Julian M. Ortiz (julian.ortiz@queensu.ca) – Associate Professor, Robert M. Buchan Department of Mining, Queen’s University

Yesenia Marulanda (lymarulanda@gmail.com) – M.Sc. in Mining Engineering, Advanced Mining Technology Center, Department of Mining Engineering, Universidad de Chile

Abstract

Geological logging of drillholes usually comprises labeling mineralization zone, alteration type and lithology. Rock texture may be an important feature to complement this information, since texture is often related to the formation stage of the rock and is linked to the rock performance when subject to mining and metallurgical processes. Textures could be used in defining the geometallurgical domains.

We present progress towards semi-automatic texture characterization developed with different image and signal analysis techniques. A pilot test done over high resolution photographic records of drill cores from a porphyry copper deposit, shows that a high rate of correct classification of the textures can be achieved with automated techniques. Training of the algorithms requires a supervised labelling of some reference textures in a number of samples.

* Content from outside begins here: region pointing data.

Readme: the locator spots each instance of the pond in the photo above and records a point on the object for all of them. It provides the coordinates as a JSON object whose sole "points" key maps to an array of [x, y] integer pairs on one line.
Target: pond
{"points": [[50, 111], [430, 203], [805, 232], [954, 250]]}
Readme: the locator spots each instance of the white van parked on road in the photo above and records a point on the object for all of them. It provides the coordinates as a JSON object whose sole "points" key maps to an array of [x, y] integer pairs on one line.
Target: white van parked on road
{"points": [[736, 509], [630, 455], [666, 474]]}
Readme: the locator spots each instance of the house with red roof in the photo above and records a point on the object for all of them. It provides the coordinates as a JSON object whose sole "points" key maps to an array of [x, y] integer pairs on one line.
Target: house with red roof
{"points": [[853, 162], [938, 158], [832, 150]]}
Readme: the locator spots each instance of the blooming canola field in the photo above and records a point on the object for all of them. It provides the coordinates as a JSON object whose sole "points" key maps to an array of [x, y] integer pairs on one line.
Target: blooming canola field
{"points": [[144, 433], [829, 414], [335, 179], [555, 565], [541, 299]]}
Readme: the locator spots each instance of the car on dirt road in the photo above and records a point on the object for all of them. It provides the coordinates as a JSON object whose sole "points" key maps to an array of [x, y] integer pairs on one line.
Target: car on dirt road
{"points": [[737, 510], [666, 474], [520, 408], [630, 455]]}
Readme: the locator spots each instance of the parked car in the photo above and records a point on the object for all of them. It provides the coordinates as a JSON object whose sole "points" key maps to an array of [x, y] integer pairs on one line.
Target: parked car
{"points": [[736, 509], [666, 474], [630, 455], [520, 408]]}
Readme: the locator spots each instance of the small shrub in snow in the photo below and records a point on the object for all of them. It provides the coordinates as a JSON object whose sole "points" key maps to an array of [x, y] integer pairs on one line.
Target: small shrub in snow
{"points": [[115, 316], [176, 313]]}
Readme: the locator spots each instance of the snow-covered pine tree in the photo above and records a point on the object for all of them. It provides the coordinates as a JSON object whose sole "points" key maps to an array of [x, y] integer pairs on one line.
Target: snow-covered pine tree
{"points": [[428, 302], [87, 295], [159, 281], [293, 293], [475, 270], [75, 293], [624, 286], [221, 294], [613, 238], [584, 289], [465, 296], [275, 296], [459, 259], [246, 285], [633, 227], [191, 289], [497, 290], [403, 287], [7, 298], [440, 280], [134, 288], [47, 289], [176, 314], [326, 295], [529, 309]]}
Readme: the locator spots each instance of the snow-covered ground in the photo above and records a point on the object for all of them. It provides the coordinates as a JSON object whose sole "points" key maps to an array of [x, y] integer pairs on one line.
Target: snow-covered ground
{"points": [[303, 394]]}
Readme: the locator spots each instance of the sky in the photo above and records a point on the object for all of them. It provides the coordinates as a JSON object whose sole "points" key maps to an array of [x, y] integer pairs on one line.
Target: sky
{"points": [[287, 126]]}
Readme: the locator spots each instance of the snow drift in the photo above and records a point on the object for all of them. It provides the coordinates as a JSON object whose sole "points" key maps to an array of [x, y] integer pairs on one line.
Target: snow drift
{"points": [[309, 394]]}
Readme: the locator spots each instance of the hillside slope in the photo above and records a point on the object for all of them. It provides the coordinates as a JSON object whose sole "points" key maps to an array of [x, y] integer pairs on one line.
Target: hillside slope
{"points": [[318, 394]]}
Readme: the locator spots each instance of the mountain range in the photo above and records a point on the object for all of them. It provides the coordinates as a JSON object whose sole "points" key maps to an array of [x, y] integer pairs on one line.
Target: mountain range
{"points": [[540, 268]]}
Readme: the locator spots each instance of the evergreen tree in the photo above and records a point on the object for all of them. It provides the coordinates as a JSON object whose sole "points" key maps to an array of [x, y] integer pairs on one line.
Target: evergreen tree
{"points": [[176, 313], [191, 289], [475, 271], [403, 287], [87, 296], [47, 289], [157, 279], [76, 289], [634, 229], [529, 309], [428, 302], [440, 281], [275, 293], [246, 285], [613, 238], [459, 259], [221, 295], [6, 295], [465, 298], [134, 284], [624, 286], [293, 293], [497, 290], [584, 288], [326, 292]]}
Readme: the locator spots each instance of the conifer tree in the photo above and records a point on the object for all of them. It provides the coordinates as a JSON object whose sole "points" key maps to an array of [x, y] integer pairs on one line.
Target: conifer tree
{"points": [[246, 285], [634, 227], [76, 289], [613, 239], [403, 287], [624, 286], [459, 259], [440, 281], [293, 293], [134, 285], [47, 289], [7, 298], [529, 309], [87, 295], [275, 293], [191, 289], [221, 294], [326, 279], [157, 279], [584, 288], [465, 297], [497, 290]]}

The pilot testing proceeded as follows: classification algorithms were developed using a reference library of textures (rock images and labels) of limited size (16 images for 6 classes, for a total of 96 images). The classification approach was then applied to a set of almost 14,000 unlabeled photographs accounting for 150 m of drill hole. The classification was compared with new labels done by geologists for 328 photographs. Some pre-processing techniques over the images were suggested and applied, and classification was repeated, increasing the performance.

Final results indicate that classification match over 70% of the logged textures by the geologists. This indicate that the drillhole information could be populated with texture classes from the photographs at a relatively low cost, adding a layer of information to the definition of geometallurgical units.